1947, début de la guerre froide. La psychose est à l’honneur. L’Amérique surpuissante en pleine paranoïa aiguë se prépare à chasser à grands coups de pieds aux fesses les affreux communistes. Ici bas, la course à l’armement nucléaire s’accélère. Ailleurs, les extraterrestres de Body Snatchers s’apprêtent à envahir les prairies encore vertes du Far west. Dans la banlieue de Los Angeles, Philip K Dick se lance timidement dans une carrière d’écrivain hésitant entre une littérature blanche à bout de souffle et une science trop adolescente. Saturées de références philosophiques et littéraires, les premières oeuvres dickiennes apportent un regard décalé, tranchant dans le vif de la culture « pulp ». Les méchants martiens ont rapidement déguerpi ramenant à leur home sweet home des restes de décors de carton pâte. Loin d’un exotisme bancal et putassier, les cratères vénusiens et d’Archimède du Centaure dévoilent des centaines de mondes parallèles en pleine expansion. Croisement improbable entre une matière gélatineuse rose et la maïeutique socratique, « L’heure du wub » annonce la couleur sans concession. La science fiction sera métaphysique ou ne sera pas. Dès 1952, les grands thèmes dickiens sont esquissés et dressent la trame des œuvres à venir : méditations sur les frontières ténues qui séparent humain et non humain, jeu entre les univers réel et les simulacres qui y prolifèrent.
Renversement des valeurs. Philip K Dick charrie de ses flots cynique et ironique l’Amérique contemporaine et dresse un portrait au vitriol d’un pays en pleine perdition, l’éloignement intersidéral n’étant que le prétexte à une observation à la loupe des pulsions de morts qui jalonnent la grande puissance. Big Brother n’est pas loin, tant la devise du 1984 d’Orwell (« Who enters here, abandons all hopes ») cartographie les flux paranoïaques et les pressions policières. Dick parano, schizo, fou et drogué ? Sans aucun doute, mais lorsque MacCarthy vomit complètement soul aux oreilles de millions d’auditeurs une liste infinie d’ennemis du peuple imaginaires, les frontières entre fiction et monde réel s’évanouissent rapidement. La machine ne tarde pas à s’enrayer et se nourrit de ses propres ruptures et élucubrations : l’expansion des mondes parallèles chez Dick est à la mesure de leur fracture, jouant comme autant de reflets brisés des mouvements suicidaires en Amérique. Rien ni personne n’est épargné : entre Dwight Eisenhower et ses clones cancérigènes en flanelle grise inondant le pays dans A l’image de Yancy ou l’appel à une surconsommation fondée sur la peur d’une mort anonyme et sub-atomique dans Foster Vous êtes mort !, c’est la société entière d’après guerre qui est passée à la moulinette dickienne. Personne ne sortira vivant d’ici.
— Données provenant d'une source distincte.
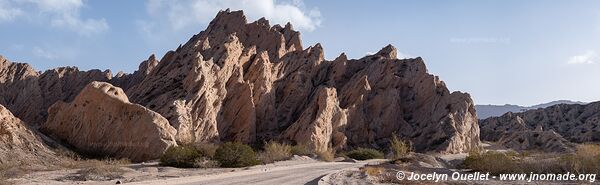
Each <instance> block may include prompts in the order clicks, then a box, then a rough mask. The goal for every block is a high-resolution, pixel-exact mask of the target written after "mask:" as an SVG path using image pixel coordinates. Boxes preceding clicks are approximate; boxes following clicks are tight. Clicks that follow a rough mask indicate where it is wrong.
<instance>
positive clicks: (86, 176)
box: [65, 159, 130, 181]
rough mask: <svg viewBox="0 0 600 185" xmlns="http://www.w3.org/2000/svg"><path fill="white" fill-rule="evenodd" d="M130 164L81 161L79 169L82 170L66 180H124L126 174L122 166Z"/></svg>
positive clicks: (105, 162)
mask: <svg viewBox="0 0 600 185" xmlns="http://www.w3.org/2000/svg"><path fill="white" fill-rule="evenodd" d="M126 164H130V162H129V161H128V160H114V159H105V160H95V159H93V160H80V161H78V162H77V167H78V168H80V170H78V171H77V172H76V174H75V175H71V176H67V177H65V178H66V179H69V180H74V181H89V180H92V181H106V180H113V179H118V178H123V174H124V173H125V172H126V171H125V170H124V169H123V168H121V166H123V165H126Z"/></svg>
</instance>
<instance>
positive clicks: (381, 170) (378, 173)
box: [360, 166, 385, 176]
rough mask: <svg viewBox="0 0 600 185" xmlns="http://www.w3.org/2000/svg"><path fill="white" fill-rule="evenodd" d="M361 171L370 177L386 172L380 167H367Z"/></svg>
mask: <svg viewBox="0 0 600 185" xmlns="http://www.w3.org/2000/svg"><path fill="white" fill-rule="evenodd" d="M360 170H361V171H362V172H363V173H365V174H367V175H368V176H379V175H381V174H382V173H383V172H385V169H384V168H382V167H378V166H365V167H363V168H361V169H360Z"/></svg>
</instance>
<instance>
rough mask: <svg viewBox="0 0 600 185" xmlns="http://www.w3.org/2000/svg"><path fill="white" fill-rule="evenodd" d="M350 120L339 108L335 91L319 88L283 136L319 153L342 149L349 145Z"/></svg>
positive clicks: (328, 88)
mask: <svg viewBox="0 0 600 185" xmlns="http://www.w3.org/2000/svg"><path fill="white" fill-rule="evenodd" d="M347 119H348V112H347V111H346V110H345V109H342V108H340V107H339V102H338V99H337V93H336V91H335V89H334V88H327V87H319V88H318V89H317V91H316V94H315V98H313V99H312V102H311V103H310V104H309V105H308V106H307V108H306V109H304V112H302V114H301V115H300V117H299V118H298V120H297V121H296V122H294V123H293V124H292V125H290V127H288V128H287V129H286V130H285V131H284V132H283V134H282V136H283V138H285V139H288V140H292V141H295V142H297V143H298V144H302V145H305V146H309V147H311V148H313V149H315V150H318V151H325V150H327V149H329V148H333V149H341V148H343V147H344V146H345V145H346V141H347V138H346V136H345V135H344V128H345V126H346V124H347V123H348V120H347Z"/></svg>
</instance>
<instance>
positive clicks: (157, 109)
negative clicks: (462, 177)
mask: <svg viewBox="0 0 600 185" xmlns="http://www.w3.org/2000/svg"><path fill="white" fill-rule="evenodd" d="M396 55H397V51H396V49H395V48H394V47H393V46H391V45H389V46H386V47H385V48H383V49H382V50H381V51H379V52H378V53H376V54H374V55H370V56H366V57H364V58H361V59H357V60H349V59H347V57H346V56H345V55H344V54H342V55H340V57H338V58H337V59H335V60H334V61H327V60H325V59H324V54H323V48H322V47H321V45H320V44H316V45H314V46H310V47H308V48H306V49H302V44H301V39H300V33H298V32H296V31H293V28H292V26H291V25H290V24H287V25H286V26H285V27H281V26H279V25H275V26H273V27H271V26H270V25H269V24H268V21H267V20H265V19H260V20H257V21H255V22H251V23H248V22H247V20H246V17H245V16H244V15H243V13H242V12H241V11H237V12H230V11H222V12H220V13H219V14H218V15H217V16H216V18H215V19H214V20H213V21H212V22H211V23H210V24H209V25H208V28H207V29H206V30H205V31H202V32H200V33H199V34H197V35H195V36H193V37H192V38H191V39H190V40H189V41H188V42H187V43H186V44H184V45H182V46H180V47H179V48H177V50H175V51H170V52H168V53H167V54H166V55H165V56H164V57H163V58H162V59H161V61H160V62H159V63H158V65H157V66H156V67H155V68H154V70H153V71H152V72H151V73H149V74H148V75H147V76H146V78H145V79H144V80H143V81H142V82H141V83H139V84H137V85H135V86H133V87H131V88H130V89H129V90H127V94H128V95H129V96H130V98H131V99H132V101H134V102H136V103H139V104H142V105H144V106H147V107H148V108H150V109H152V110H154V111H156V112H158V113H160V114H162V115H163V116H165V117H166V118H167V119H168V120H169V122H170V123H171V125H173V126H174V127H175V128H177V130H178V133H177V136H176V138H177V140H178V141H180V142H205V141H220V140H234V141H240V142H246V143H251V142H262V141H264V140H269V139H280V140H290V141H291V142H300V143H303V142H308V143H309V144H310V145H312V146H313V147H315V148H320V149H323V148H325V147H324V146H326V147H335V146H337V145H340V146H341V147H345V146H370V147H378V146H384V145H385V144H386V142H388V139H389V137H390V136H391V135H392V134H394V133H396V134H398V135H400V136H401V137H402V138H406V139H409V140H411V141H412V142H413V143H415V147H416V149H417V150H418V151H429V150H436V151H444V152H462V151H468V150H471V149H473V148H476V147H478V144H479V139H478V133H479V130H478V129H479V128H478V126H477V119H476V115H475V110H474V108H473V103H472V100H471V98H470V96H469V95H468V94H465V93H459V92H453V93H450V92H449V91H448V89H447V88H446V86H445V84H444V83H443V82H442V81H441V80H439V79H438V77H436V76H433V75H430V74H428V73H427V69H426V68H425V64H424V62H423V60H422V59H421V58H415V59H406V60H399V59H397V58H396ZM334 92H335V93H334ZM311 129H312V131H311ZM299 138H302V139H299ZM309 138H312V139H309ZM315 142H316V143H315ZM317 143H318V144H317Z"/></svg>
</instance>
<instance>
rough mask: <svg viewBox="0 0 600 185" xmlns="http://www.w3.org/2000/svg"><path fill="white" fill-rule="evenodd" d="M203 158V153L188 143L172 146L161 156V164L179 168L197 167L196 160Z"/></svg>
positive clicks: (160, 158)
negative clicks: (181, 144) (202, 153)
mask: <svg viewBox="0 0 600 185" xmlns="http://www.w3.org/2000/svg"><path fill="white" fill-rule="evenodd" d="M201 158H202V154H200V152H198V150H196V149H195V148H194V147H191V146H188V145H181V146H171V147H169V148H168V149H167V151H166V152H165V153H164V154H163V155H162V156H161V157H160V165H164V166H172V167H178V168H195V167H197V166H196V161H197V160H199V159H201Z"/></svg>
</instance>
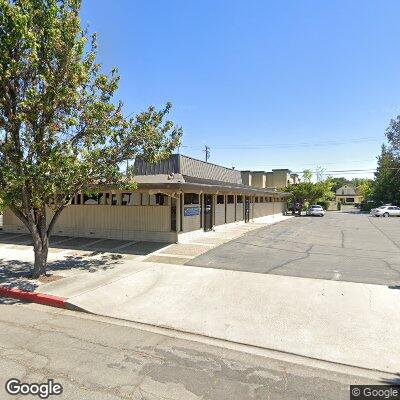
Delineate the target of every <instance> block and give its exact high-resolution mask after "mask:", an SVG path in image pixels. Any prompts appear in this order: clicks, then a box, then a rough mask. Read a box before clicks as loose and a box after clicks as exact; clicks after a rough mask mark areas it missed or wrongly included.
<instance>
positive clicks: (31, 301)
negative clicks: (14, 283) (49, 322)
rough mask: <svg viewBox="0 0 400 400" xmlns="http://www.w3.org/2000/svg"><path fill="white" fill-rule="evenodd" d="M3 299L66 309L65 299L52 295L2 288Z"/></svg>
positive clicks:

L’arrivée, un beau jour, d’agents du FBI au domicile de l’écrivain finit de brouiller les pistes : les espions et contre-espions ne demandent pas moins que de reconnaître sur des photos floues des activistes gauchistes ou anarchistes. En guise de gratitude, ils sont prêts à payer au couple des études tout frais payées à Mexico, à condition de jouer les informateurs. La rupture entre Dick et son époque est alors totale. Les premières nouvelles rappelaient certes la dialectique platonicienne et son allégorie de la caverne : au terme de la narration, une réalité idéelle et transcendante se consommait dans une révélation vécue sur le mode divin. La période suivante voit se mettre en place des structures beaucoup plus complexes où les frontières entre réel et simulacre sont purement et simplement abolies. Le temps glisse, la machine déraille, les murs s’écroulent, le tout à la sauce quantique. Au temps de Poupée Pat, précurseur du Dieu venu du Centaure souligne la perte d’humanité des protagonistes qui vivent une vie par procuration tandis que la figure récurrente des Griffes s’inscrit dans des guerres au motif longtemps oublié, où des robots autoprogrammés et autonomes se combattent dans un perpétuel recommencement. Les touches burlesques ne sont pas pour autant absentes dans l’œuvre dickienne, l’exemple en est Le Projet Argyronète où il s’attaque au petit univers prétentieux de la science-fiction et en profite au passage pour égratigner les sommités du moment, y compris lui-même.
De cette réédition complète des nouvelles de K. Dick, se dégage les contours d’une œuvre immense. Le lecteur croise aux hasard des pages les obsessions d’un auteur qui a su élever la parano en art de sur-vivre. Près de 3000 pages de texte pour un aperçu encyclopédique sur un des rares auteurs phare de ce siècle.